One of the NATO systems using satellite communications from NSS6G is the Alliance Ground Surveillance (AGS) system. In addition to using the UHF band from NSS6G, NATO AGS uses two other types of satellite communications via commercial contracts with industry: Ku band provided by LuxGovSat and Inmarsat via Airbus Norway. NATO’s AGS system provides a unique state-of-the-art airborne ground surveillance capability for all NATO members, with a platform adapted to meet NATO’s intelligence, surveillance and reconnaissance requirements.

Ground segment components

The NCI Agency, with more than 100 subject matter experts and military operators, manages several satellite ground stations (SGS). In order to deliver new, improved satellite anchoring capabilities to NATO, four of the stations are being upgraded.
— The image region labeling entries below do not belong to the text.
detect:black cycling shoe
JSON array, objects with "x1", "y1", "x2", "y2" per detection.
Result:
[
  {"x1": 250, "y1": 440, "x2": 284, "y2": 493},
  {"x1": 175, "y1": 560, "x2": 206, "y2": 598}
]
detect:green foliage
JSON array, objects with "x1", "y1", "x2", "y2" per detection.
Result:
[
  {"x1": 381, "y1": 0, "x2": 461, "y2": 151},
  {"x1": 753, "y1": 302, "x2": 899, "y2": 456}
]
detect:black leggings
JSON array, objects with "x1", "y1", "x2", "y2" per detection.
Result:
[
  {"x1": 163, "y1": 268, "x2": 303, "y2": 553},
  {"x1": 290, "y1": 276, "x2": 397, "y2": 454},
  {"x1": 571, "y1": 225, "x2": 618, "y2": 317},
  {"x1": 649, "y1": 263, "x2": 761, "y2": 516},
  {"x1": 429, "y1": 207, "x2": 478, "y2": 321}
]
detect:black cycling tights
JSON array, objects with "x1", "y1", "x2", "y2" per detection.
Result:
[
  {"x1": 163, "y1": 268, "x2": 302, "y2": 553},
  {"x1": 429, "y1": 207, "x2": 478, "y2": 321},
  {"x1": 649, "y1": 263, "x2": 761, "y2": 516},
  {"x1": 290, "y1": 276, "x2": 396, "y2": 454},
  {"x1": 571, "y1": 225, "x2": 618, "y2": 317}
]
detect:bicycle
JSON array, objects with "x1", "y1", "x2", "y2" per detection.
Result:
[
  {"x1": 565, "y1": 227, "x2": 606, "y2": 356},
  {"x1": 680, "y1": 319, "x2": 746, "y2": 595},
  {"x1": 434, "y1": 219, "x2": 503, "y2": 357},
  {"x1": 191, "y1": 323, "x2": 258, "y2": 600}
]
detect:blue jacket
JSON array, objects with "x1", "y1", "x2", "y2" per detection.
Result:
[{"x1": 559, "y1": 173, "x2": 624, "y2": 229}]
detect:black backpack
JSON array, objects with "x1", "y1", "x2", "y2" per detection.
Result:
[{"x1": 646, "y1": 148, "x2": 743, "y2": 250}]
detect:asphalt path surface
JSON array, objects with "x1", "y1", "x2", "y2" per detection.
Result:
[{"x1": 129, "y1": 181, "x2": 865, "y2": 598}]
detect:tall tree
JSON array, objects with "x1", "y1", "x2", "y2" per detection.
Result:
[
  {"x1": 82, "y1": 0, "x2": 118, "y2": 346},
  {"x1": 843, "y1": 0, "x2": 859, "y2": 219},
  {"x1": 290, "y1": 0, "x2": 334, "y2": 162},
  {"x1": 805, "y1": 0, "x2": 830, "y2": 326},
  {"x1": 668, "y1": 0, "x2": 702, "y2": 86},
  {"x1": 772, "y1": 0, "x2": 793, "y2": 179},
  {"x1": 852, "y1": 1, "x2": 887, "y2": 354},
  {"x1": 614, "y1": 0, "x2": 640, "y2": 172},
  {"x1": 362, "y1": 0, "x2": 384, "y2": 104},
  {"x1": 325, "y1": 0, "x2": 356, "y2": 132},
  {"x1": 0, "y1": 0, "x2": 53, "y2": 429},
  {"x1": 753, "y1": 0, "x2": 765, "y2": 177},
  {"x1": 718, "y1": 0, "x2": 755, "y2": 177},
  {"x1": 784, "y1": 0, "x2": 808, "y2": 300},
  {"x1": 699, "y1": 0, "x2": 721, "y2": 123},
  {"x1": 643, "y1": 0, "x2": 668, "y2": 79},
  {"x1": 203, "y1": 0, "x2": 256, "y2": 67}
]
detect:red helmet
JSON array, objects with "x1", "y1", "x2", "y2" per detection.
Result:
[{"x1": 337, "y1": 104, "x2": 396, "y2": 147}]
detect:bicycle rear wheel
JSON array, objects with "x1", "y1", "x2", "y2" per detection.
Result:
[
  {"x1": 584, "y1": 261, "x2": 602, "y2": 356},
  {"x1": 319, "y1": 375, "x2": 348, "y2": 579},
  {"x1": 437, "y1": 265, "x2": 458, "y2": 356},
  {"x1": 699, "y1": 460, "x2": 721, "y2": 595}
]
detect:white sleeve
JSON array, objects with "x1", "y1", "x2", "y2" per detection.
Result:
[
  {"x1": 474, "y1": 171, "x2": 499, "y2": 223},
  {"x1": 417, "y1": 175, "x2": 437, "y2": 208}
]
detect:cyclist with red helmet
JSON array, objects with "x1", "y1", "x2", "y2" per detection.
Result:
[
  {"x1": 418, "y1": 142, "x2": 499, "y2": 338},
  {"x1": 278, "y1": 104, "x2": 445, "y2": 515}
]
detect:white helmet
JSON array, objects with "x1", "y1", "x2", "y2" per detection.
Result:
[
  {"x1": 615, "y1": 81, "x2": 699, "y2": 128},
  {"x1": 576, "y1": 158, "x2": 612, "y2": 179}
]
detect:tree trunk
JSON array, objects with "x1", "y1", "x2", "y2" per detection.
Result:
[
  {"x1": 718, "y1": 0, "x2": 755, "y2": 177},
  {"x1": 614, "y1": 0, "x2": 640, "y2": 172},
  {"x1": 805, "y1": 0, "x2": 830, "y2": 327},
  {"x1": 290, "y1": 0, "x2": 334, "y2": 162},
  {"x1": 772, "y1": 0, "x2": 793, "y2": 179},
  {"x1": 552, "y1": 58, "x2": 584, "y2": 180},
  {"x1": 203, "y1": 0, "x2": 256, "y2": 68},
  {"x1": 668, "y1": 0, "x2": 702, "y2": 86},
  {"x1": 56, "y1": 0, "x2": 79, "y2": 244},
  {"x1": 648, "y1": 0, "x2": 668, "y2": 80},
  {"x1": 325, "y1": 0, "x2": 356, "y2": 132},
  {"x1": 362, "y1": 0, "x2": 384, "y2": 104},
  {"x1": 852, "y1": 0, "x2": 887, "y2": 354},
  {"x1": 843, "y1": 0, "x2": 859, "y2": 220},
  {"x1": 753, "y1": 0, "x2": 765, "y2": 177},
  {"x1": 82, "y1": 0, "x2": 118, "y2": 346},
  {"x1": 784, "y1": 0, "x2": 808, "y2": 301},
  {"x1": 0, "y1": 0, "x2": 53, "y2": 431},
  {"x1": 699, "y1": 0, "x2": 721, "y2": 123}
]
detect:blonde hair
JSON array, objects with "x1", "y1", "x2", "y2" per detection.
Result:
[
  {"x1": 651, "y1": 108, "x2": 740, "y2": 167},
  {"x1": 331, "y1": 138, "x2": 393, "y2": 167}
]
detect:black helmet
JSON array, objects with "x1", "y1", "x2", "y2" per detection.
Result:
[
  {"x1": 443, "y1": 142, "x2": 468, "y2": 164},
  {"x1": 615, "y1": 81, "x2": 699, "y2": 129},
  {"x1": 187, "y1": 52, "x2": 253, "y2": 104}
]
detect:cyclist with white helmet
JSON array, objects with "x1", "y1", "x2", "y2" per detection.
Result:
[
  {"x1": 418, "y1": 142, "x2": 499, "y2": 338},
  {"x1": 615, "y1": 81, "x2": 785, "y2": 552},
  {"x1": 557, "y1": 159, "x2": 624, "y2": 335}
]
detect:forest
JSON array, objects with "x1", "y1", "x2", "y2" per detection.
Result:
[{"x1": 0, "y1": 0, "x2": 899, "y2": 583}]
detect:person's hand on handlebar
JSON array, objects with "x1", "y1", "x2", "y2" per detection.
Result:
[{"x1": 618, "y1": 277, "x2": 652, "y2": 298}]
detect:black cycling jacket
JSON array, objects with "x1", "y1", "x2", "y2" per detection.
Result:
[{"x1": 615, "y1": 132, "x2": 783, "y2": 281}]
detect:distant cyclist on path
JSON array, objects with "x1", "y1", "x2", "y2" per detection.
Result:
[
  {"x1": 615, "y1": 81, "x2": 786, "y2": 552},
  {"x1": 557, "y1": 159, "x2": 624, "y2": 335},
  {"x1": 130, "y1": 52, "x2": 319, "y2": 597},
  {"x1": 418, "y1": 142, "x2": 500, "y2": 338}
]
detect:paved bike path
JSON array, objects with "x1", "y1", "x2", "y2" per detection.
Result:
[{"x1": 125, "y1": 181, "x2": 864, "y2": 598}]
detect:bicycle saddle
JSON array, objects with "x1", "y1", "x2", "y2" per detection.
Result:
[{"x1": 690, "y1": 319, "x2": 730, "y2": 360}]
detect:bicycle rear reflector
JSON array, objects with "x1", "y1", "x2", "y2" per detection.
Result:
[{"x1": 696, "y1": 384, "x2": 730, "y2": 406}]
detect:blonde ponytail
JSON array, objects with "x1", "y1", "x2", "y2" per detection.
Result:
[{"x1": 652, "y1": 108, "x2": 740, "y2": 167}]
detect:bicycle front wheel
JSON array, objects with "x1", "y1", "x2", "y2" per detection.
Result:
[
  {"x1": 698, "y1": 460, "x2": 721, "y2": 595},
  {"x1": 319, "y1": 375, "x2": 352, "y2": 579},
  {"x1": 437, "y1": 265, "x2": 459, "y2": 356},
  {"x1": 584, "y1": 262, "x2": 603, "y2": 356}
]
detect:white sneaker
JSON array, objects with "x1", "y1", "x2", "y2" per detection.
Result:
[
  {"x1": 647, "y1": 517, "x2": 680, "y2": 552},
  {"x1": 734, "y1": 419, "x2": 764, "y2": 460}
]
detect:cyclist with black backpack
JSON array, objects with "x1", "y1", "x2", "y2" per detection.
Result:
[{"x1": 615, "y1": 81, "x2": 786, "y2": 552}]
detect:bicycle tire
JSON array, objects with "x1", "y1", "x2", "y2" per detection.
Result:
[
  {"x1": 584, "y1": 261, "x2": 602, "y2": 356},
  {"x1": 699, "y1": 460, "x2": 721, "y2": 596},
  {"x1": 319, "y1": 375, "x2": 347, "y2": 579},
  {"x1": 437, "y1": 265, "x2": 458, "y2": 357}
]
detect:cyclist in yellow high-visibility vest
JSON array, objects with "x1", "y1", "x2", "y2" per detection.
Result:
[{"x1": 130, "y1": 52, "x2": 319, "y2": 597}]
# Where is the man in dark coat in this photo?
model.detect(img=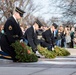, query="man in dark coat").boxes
[1,7,24,62]
[24,20,42,53]
[41,28,54,51]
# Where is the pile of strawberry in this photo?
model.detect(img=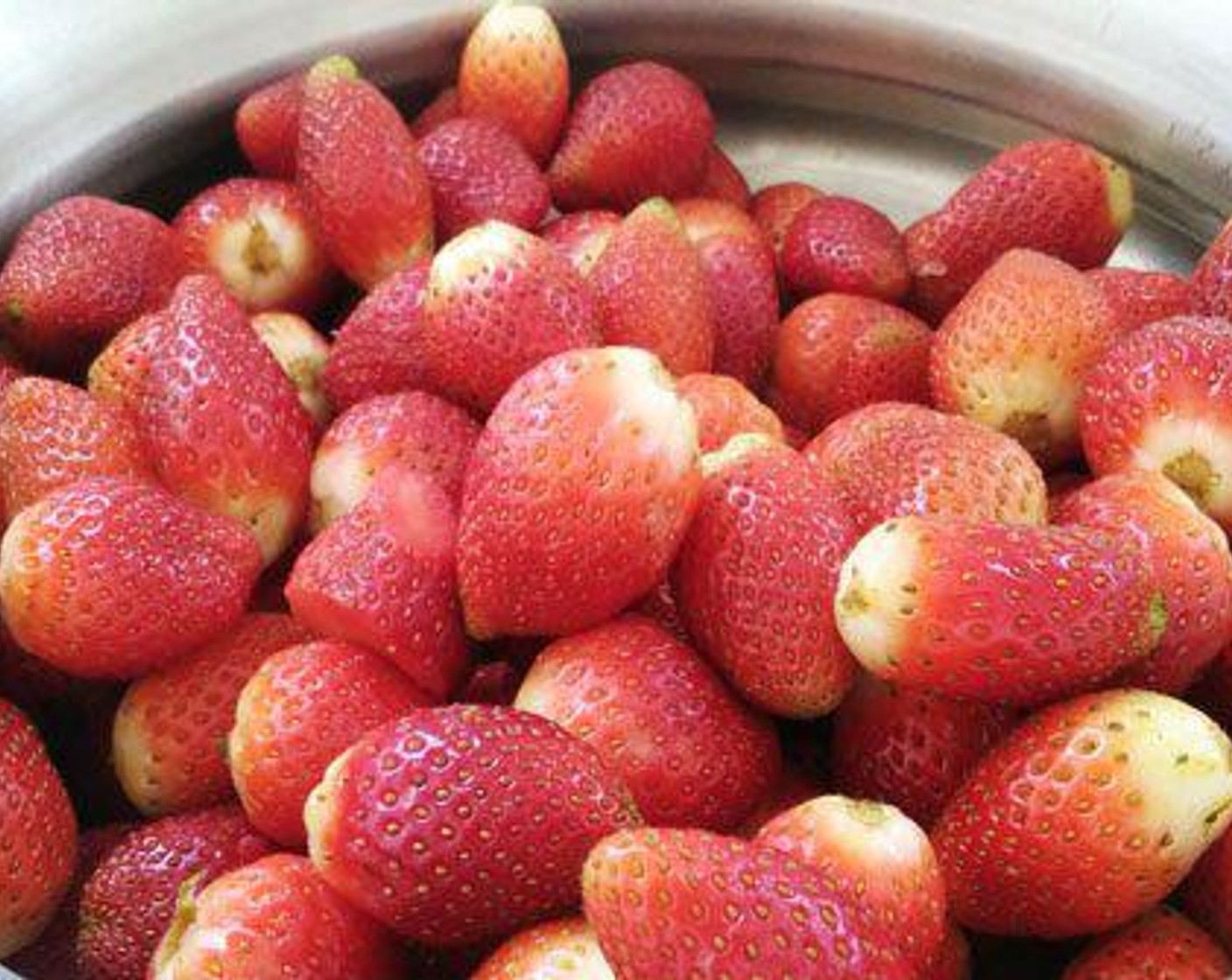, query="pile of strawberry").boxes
[0,3,1232,980]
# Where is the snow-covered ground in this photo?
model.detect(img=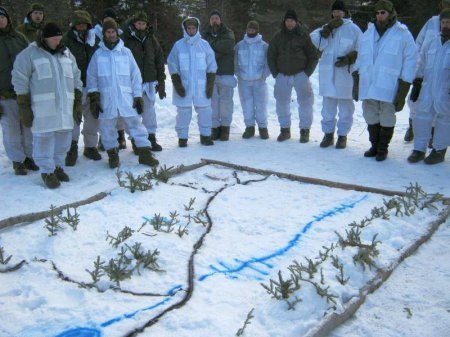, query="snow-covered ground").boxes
[0,68,450,337]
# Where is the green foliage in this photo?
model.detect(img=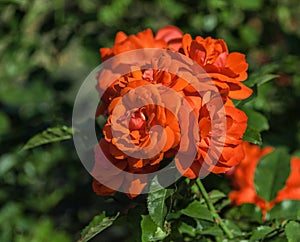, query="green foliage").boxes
[254,148,290,201]
[141,215,167,242]
[78,212,119,242]
[181,201,213,221]
[22,126,73,150]
[266,200,300,220]
[147,177,173,228]
[285,221,300,242]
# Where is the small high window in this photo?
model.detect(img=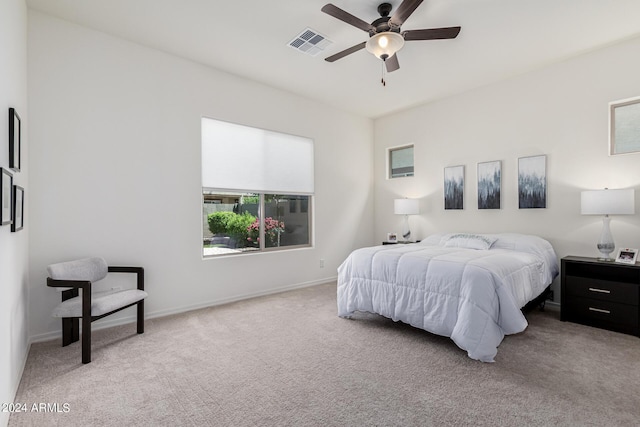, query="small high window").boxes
[389,145,413,178]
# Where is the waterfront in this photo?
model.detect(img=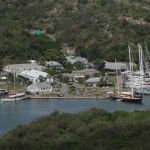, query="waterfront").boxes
[0,96,150,136]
This upgrade will almost double the previous satellite communications ground coverage and will enable NATO to do more with fewer stations. The satellite ground stations are:

  • two large satellite ground stations:
    • SGS-S01 Kester, Belgium (the provisional acceptance of a completely rebuilt site was achieved on 29 November 2019)
    • SGS-S02 Lughezzano, Italy (the station at Lughezzano is being extensively upgraded, with three new antennas)
  • two smaller satellite ground stations, both of which will be refurbished and upgraded:
    • SGS-S03 Atalanti, Greece
    • SGS-S04 Oglananasi, Turkey

Contract evolution

From 2005 until 2019, the NATO SATCOM Post-2000 project supplied SATCOM services to NATO. In this project, three nations (France, Italy and the United Kingdom) delivered capacity to NATO.

The 2020 agreement on NSS6G results in a 15 per cent increase in the SHF band and a 25 per cent increase in the UHF band. The use of the EHF band is a new capability for NATO.

The NCI Agency also coordinated the agreement for AGS’s satellite communications in 2015. 


The Joint Service Management Office at the NCI Agency’s offices in Mons, Belgium serves as the administrative and management interface between the four nations and the Agency’s SATCOM Programme Manager.

In addition, a Joint Service Delivery Office – composed of one contractor from each of the four nations – is the interface between the national satellite communications centres and the Agency’s service delivery managers.

Allied Command Operations (ACO), in conjunction with the NCI Agency, plans and prepares NATO’s operational requirements, which are then discussed with the two offices to ensure that suitable satellite capacity is made available to meet NATO’s changing requirements. Day-to-day satellite access requests are then handled by the NCI Agency, which allocates user traffic to the satellite capacity.


The Alliance had only been in existence for 17 years when it began investigating how to use space to increase its capabilities. Later, in 1970, with only three space-capable nations on Earth at that time, NATO started a programme that would last until 2005, owning and operating communications satellites to support the Alliance. Those satellites were able to deliver to NATO tactical (in UHF band) and strategic (in SHF band) capacity.

The organisation now known as the NCI Agency provided this essential SATCOM capacity to NATO.  During this period, the number of nations owning satellites rapidly expanded from 3 to 50, with the cost of placing a satellite into orbit decreasing considerably as technological capabilities advanced.

As a result of the changing environment, NATO adopted a different approach to the provision of satellite communications in 2005, coordinating with nations and procuring space services from industry and through what is now the NCI Agency.

After 15 years of experience provisioning satellite communications services, NATO signed a new memorandum of understanding known as NSS6G and added dedicated satellite communications for NATO’s airborne ground surveillance capability, i.e. the AGS remotely piloted aircraft.